This issue described above concerns estimating treatment effect heterogeneity. That is, how does our treatment effect impact different subsets of the population? Luckily for us, DML provides a powerful framework to do exactly this. Specifically, we can make use of DML to estimate the Conditional Average Treatment Effect (CATE). First, let’s revisit our definition of the ATE, in binary and continuous cases, respectively:

\[ \begin{equation} \text{ATE}=\mathbb{E_n}[y(T=1)-y(T=0)] \tag{1} \end{equation} \]

\[ \begin{equation} \text{ATE}=\mathbb{E_n}\left[\frac{\partial y}{\partial T}\right] \tag{2} \end{equation} \]

Now with the CATE, we estimate the ATE conditional on a set of values for our covariates, \(\mathbf{X}\):

\[ \begin{equation} \text{CATE}=\mathbb{E_n}[y(T=1)-y(T=0)|\mathbf{X}=x] \tag{3} \end{equation} \]

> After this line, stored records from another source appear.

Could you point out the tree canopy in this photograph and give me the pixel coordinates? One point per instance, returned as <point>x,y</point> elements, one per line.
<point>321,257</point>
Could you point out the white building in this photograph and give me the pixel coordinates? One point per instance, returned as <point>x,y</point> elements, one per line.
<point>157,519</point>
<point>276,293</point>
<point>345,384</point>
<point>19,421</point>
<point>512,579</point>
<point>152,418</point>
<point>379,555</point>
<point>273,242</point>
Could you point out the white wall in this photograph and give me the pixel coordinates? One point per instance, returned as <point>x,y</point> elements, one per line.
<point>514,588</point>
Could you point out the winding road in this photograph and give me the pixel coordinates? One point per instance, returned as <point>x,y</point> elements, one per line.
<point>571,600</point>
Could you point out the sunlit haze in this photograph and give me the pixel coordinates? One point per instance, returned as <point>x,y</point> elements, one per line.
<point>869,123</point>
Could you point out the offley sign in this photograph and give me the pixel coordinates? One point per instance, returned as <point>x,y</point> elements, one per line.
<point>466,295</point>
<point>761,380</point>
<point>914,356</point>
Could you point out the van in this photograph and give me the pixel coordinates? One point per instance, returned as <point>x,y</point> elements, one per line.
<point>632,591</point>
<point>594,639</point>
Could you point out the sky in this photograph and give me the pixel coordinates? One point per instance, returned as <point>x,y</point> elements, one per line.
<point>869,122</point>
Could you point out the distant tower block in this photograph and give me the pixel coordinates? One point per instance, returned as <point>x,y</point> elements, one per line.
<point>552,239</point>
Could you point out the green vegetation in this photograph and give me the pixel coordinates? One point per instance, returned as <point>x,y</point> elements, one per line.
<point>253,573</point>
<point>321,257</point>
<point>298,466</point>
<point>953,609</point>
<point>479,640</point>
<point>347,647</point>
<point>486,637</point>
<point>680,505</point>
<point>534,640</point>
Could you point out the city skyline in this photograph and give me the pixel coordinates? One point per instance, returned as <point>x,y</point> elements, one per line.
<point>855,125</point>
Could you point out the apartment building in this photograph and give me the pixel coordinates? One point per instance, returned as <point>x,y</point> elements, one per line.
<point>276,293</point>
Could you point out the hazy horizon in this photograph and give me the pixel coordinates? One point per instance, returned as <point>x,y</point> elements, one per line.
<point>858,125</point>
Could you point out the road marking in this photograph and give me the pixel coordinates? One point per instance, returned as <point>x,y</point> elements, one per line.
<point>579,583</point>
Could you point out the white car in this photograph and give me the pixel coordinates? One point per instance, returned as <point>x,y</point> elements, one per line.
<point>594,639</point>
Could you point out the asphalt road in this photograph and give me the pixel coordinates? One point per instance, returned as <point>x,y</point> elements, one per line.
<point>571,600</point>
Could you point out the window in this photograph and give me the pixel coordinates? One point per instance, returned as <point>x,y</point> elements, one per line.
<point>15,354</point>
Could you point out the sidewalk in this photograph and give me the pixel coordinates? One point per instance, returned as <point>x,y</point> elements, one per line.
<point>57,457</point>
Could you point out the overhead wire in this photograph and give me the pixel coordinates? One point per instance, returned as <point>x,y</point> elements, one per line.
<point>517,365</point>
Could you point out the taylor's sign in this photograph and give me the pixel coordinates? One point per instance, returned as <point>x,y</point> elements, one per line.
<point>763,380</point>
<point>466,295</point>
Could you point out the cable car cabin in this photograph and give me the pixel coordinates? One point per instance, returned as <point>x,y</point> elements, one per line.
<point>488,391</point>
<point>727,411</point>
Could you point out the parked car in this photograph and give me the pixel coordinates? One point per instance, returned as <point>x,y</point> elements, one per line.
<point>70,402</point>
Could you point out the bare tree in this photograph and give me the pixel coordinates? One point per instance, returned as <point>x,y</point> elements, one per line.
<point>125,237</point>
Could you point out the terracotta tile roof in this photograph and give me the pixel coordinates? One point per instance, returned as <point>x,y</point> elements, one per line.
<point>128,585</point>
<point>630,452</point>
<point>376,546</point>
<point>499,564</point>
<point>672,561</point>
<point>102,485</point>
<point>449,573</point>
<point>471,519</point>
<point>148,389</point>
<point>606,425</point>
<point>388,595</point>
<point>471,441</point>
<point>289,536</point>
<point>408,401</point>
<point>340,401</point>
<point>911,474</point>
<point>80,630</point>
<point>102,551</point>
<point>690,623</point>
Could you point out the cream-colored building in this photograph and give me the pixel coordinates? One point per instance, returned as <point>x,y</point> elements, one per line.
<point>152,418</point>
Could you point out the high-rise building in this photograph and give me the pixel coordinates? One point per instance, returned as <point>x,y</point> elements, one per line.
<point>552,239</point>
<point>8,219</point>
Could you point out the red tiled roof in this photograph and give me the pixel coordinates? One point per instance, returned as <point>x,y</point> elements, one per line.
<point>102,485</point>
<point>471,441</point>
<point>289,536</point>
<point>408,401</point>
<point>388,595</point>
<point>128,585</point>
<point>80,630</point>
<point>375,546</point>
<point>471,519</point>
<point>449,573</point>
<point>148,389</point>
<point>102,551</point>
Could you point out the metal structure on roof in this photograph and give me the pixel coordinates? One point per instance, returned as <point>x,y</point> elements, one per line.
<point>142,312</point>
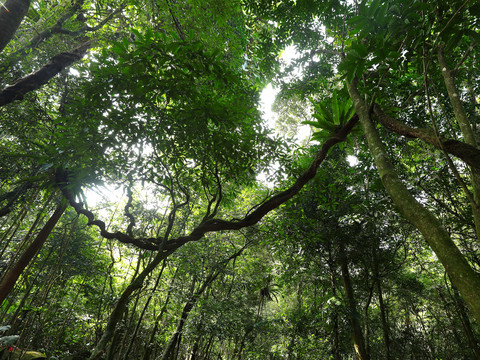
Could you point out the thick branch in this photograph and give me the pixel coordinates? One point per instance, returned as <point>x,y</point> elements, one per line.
<point>12,13</point>
<point>40,77</point>
<point>212,225</point>
<point>468,153</point>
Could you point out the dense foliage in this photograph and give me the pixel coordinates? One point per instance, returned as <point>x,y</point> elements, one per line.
<point>147,211</point>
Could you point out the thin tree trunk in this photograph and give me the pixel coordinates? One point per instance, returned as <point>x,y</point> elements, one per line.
<point>148,350</point>
<point>463,276</point>
<point>467,131</point>
<point>11,278</point>
<point>354,316</point>
<point>467,327</point>
<point>122,303</point>
<point>130,345</point>
<point>336,342</point>
<point>168,352</point>
<point>383,317</point>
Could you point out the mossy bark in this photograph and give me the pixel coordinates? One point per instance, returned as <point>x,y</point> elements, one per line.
<point>466,128</point>
<point>463,276</point>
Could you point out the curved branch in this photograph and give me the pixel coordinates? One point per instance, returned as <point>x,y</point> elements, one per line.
<point>12,13</point>
<point>40,77</point>
<point>211,225</point>
<point>468,153</point>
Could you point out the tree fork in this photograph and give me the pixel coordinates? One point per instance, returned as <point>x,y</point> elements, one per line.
<point>11,278</point>
<point>463,276</point>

\[ \begin{equation} \text{CATE}=\mathbb{E_n}\left[\frac{\partial y}{\partial T}\right|\mathbf{X}=x] \tag{4} \end{equation} \]

For example, if we wanted to know the treatment effect for males versus females, we can estimate the CATE conditional on the covariate being equal to each subgroup of interest. Note that we can estimate highly aggregated CATEs (i.e., at a male vs. female level), also known as Group Average Treatment Effects (GATEs), or we can allow \(\mathbf{X}\) to take on an extremely high dimensionality and thus closely estimate each individuals treatment effect. You may immediately notice the benefits in being able to do this: we can utilize this information to make highly informed decisions in future targeting of the treatment! Even more notable, we can create a CATE function to make predictions of the treatment effect on previously unexposed individuals!

Note, that there are many models that exist for estimating CATEs, which we’ll cover in a subsequent post. For now, we’ll cover two techniques within the partially linear DML formulation for estimating this CATE function; namely, Linear DML and Non-Parametric DML. Er will show how to estimate the CATE mathematically and then provide examples for each case.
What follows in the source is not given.